Bill Cox waywardgeek at gmail.com
Mon Jan 20 17:14:34 EST 2014


I built a OTP system fun in the late 1990's.  My Dad and I both had
CDs that I filled with identical copies 600MB of true random data.  My
father's data started at 0 and increased as he sent mail, and I
started at 600MB and went down.  Each email said what range was needed
to decrypt it, so we just kept track of how much we had used (it was
of course automated).  I wrote a cute little Windows email program
that worked like a regular email program, except it used the
one-time-pad.  It even supported attachments.  It complained if the CD
was not inserted in the drive.  However, it was attached to a Windows
machine on the Internet, so I'm sure glad I didn't have anything
valuable in those messages.  The provable security of one-time-pads is
really no comfort.

People dump on OTPs, but compare that flow to using the latest and
greatest public key system.  Instead of handing my Dad a thumb drive
full of OTP data next time I see him, we would more likely email our
public keys to each other, and maybe even follow it up with a phone
call to convince each other we've got the right ones.  In the process,
we may tip off Eve that we're up to something (I hear she's really hot
by the way - hope she's not reading this post...).  If I really wanted
to communicate secretly, I would hand my Dad a thumb drive with a true
random 256-bit shared AES-256 key, and never let it touch any device
attached to the Internet.  We might play with stenography, embedding
our secret messages in pictures.

I protect my car (worth maybe $15,000) with a physical key I keep in
my pocket.  If an attacker wanted my car, he might be able to get it,
but it's tricky.  He has to be physically present, know what he's
doing, and not get caught while doing it.  In reality, I've never had
a car stolen.  Physical keys work pretty well.

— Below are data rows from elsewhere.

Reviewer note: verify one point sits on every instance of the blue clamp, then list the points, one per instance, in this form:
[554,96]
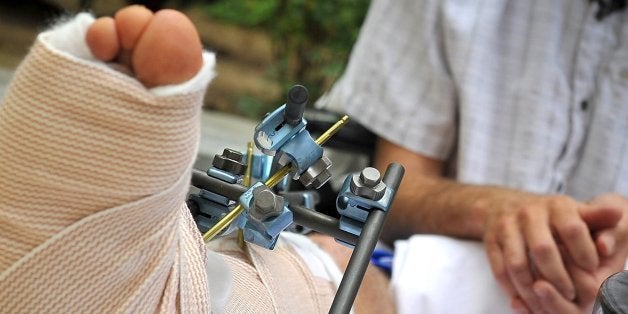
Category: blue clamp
[265,215]
[289,143]
[213,207]
[354,209]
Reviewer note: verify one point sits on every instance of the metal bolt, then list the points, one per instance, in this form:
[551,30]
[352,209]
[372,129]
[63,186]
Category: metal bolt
[232,154]
[368,184]
[317,174]
[370,177]
[266,204]
[230,161]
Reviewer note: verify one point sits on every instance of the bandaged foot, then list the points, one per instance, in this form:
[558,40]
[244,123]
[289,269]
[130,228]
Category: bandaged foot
[98,132]
[95,168]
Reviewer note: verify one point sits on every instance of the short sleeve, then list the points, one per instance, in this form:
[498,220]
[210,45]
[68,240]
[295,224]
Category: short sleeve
[397,82]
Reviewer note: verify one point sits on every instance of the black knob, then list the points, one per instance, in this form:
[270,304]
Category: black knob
[295,104]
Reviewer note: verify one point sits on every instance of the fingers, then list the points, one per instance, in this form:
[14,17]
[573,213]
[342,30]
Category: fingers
[575,234]
[551,300]
[605,242]
[544,250]
[516,262]
[498,267]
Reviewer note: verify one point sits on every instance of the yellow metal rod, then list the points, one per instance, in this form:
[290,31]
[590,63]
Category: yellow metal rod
[271,182]
[249,164]
[246,182]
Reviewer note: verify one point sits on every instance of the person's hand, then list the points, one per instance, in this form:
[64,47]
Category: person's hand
[610,227]
[524,236]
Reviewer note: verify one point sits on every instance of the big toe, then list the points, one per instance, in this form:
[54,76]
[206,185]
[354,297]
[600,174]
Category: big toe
[169,51]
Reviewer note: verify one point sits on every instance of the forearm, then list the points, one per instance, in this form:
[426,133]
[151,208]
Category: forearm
[429,203]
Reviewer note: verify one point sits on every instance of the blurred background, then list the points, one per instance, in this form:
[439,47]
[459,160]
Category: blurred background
[263,46]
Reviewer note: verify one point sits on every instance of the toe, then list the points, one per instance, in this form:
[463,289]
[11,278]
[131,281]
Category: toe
[102,39]
[169,51]
[131,22]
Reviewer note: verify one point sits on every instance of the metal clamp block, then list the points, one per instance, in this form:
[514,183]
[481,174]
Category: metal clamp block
[265,216]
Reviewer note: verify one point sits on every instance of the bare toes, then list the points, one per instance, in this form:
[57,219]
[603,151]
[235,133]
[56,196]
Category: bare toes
[169,51]
[102,39]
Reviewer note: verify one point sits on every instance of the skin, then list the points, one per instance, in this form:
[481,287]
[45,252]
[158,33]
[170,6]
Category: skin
[540,247]
[159,48]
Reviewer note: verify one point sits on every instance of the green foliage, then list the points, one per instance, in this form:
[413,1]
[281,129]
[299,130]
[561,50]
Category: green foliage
[312,39]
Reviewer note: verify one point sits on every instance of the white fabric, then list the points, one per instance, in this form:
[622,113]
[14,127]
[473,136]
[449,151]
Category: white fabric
[526,94]
[438,274]
[319,262]
[495,88]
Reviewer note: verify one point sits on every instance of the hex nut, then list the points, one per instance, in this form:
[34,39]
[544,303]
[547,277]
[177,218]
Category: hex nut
[368,184]
[230,161]
[317,174]
[266,204]
[370,177]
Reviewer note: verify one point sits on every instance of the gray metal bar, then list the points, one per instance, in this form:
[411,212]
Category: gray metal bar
[230,190]
[363,250]
[321,223]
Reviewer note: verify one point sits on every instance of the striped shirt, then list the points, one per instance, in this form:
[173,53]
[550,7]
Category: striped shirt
[526,94]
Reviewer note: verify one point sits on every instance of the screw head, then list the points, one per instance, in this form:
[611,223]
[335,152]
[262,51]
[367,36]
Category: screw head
[370,177]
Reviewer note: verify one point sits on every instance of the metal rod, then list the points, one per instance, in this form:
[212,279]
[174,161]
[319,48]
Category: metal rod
[271,182]
[321,223]
[230,190]
[363,250]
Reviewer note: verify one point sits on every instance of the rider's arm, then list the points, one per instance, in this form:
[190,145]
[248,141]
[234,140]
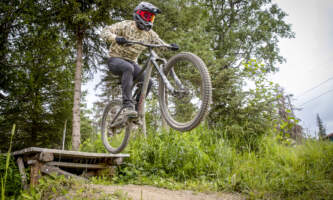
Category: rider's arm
[110,33]
[155,39]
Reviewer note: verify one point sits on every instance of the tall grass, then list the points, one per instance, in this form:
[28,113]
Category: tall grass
[204,160]
[4,179]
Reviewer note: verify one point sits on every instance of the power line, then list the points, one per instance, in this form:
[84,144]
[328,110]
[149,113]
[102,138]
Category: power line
[317,97]
[320,84]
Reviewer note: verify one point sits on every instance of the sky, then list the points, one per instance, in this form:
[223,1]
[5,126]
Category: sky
[308,70]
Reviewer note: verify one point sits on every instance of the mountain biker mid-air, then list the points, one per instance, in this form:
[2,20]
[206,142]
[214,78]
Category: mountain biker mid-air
[123,58]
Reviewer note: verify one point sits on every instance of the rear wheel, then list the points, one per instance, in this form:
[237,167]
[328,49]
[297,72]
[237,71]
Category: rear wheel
[185,109]
[115,136]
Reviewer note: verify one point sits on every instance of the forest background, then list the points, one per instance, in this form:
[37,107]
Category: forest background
[44,43]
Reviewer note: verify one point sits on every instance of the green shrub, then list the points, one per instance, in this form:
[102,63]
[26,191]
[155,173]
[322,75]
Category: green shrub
[203,160]
[13,182]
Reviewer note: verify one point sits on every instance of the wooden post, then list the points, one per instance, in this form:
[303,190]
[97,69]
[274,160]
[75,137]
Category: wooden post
[35,172]
[22,173]
[64,135]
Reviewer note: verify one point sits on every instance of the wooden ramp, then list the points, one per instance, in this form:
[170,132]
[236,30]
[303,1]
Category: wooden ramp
[69,163]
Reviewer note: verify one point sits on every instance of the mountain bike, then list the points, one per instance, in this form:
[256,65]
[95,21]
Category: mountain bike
[184,90]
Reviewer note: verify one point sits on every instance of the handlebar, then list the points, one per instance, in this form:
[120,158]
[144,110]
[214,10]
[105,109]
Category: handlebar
[149,45]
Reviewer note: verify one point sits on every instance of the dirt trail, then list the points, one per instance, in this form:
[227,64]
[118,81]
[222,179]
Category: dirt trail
[137,192]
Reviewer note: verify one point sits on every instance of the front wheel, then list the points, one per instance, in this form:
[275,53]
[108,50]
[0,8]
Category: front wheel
[115,132]
[184,109]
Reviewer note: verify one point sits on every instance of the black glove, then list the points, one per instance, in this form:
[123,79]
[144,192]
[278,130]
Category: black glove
[174,47]
[121,40]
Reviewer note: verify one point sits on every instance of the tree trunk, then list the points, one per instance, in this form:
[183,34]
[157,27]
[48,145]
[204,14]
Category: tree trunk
[76,137]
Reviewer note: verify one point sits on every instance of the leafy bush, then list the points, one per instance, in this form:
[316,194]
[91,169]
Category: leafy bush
[13,182]
[203,160]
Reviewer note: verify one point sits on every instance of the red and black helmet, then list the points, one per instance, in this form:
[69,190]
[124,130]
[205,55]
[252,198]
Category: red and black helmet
[144,15]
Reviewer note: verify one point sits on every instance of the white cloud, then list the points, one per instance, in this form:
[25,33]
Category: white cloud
[309,59]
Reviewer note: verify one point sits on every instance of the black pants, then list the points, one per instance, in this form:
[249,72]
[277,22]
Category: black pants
[128,71]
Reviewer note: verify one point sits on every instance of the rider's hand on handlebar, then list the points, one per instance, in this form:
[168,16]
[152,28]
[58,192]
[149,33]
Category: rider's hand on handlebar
[121,40]
[174,47]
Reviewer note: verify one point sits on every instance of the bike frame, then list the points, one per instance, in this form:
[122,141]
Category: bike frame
[152,61]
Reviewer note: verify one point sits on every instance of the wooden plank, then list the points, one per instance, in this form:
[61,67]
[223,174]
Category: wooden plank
[51,170]
[22,173]
[76,165]
[65,153]
[46,156]
[35,173]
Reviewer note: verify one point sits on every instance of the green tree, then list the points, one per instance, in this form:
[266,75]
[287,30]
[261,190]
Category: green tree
[81,18]
[36,76]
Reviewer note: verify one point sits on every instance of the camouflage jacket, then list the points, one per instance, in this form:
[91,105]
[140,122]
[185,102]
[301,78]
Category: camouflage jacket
[129,31]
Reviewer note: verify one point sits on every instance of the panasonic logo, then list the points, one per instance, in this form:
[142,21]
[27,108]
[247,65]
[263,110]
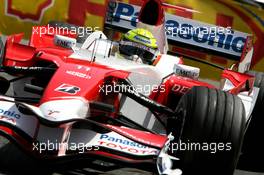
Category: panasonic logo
[9,113]
[121,141]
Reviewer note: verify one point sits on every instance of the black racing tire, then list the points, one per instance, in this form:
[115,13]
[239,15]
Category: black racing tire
[211,118]
[80,37]
[253,147]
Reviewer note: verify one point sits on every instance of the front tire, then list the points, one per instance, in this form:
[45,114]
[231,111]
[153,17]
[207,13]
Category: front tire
[216,119]
[253,153]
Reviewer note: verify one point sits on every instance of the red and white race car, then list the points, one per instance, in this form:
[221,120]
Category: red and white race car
[74,100]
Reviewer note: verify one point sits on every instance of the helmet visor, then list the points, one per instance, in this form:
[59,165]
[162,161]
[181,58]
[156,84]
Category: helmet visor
[129,48]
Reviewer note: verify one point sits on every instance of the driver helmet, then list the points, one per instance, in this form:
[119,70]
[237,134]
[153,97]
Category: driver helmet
[139,43]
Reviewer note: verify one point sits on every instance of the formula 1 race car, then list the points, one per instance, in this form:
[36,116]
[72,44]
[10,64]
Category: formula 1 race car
[80,101]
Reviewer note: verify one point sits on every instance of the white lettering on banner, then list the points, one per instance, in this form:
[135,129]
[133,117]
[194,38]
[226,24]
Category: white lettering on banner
[185,30]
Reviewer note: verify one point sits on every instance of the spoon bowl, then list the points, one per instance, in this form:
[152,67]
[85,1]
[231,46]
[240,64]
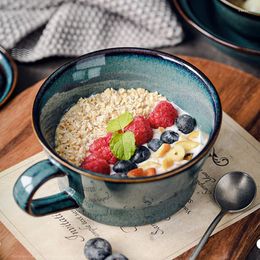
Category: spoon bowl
[234,192]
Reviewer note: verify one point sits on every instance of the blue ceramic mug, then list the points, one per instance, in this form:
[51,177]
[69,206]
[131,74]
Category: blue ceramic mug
[106,199]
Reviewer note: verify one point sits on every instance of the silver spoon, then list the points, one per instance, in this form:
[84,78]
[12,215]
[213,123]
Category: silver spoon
[234,192]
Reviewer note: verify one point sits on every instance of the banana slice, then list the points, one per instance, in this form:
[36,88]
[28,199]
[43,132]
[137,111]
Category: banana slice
[149,164]
[167,163]
[194,134]
[162,150]
[176,153]
[188,145]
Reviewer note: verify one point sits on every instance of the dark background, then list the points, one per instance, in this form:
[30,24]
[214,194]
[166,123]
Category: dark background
[194,44]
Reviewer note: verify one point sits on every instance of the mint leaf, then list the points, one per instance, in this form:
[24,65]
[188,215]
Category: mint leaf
[122,145]
[120,122]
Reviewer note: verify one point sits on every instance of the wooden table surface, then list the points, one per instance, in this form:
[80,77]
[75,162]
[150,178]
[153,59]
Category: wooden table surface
[240,95]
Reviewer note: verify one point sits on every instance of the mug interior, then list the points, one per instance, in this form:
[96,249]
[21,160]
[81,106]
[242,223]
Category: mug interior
[180,82]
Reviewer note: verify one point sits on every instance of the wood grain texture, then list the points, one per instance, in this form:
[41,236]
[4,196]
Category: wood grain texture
[240,95]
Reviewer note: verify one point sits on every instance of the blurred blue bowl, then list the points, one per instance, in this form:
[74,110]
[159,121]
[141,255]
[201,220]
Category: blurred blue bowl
[242,21]
[8,75]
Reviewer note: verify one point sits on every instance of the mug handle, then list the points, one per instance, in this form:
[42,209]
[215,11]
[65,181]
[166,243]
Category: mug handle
[31,180]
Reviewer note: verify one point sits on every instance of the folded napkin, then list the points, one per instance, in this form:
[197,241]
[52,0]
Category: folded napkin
[36,29]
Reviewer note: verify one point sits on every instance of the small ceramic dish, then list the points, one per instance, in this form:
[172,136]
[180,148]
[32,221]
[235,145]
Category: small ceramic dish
[240,6]
[104,198]
[8,76]
[242,21]
[201,15]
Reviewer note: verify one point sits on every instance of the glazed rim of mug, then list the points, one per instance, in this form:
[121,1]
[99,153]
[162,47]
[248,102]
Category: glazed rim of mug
[197,26]
[98,176]
[240,9]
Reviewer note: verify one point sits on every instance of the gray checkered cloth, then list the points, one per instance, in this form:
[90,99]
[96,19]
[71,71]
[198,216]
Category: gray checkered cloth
[35,29]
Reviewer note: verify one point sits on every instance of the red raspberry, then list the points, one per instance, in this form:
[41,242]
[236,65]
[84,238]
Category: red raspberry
[100,148]
[95,165]
[163,115]
[142,130]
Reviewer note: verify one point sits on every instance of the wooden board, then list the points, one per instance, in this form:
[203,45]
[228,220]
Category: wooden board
[240,95]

If I protect $1 worth of e-money with the best open-source crypto
system available, I sure wouldn't want to depend on that $1 being
there tomorrow.  That's why I sold all my BitCoins (all 20-something
of them last spring for $23 each).  When they were worth < $50 total,
I didn't care if they were stolen.  Once they hit $500, I got them the
heck off my computer.

Electronic keys don't work very well when used on anything connected
to the Internet.  If they did, we'd all love voting over the Internet.
 My point is that fancy crypto is fun and all, but for real security,
you have to have some physical device that never touches the Internet.
 Once you already carry around a physical key, how different is the
experience than using OTPs?

I think the main reason for the death of OTPs is that we've convinced
ourselves that shared private key crypto works, and it's simply a
better solution.  It's frightening how often we've been wrong, though!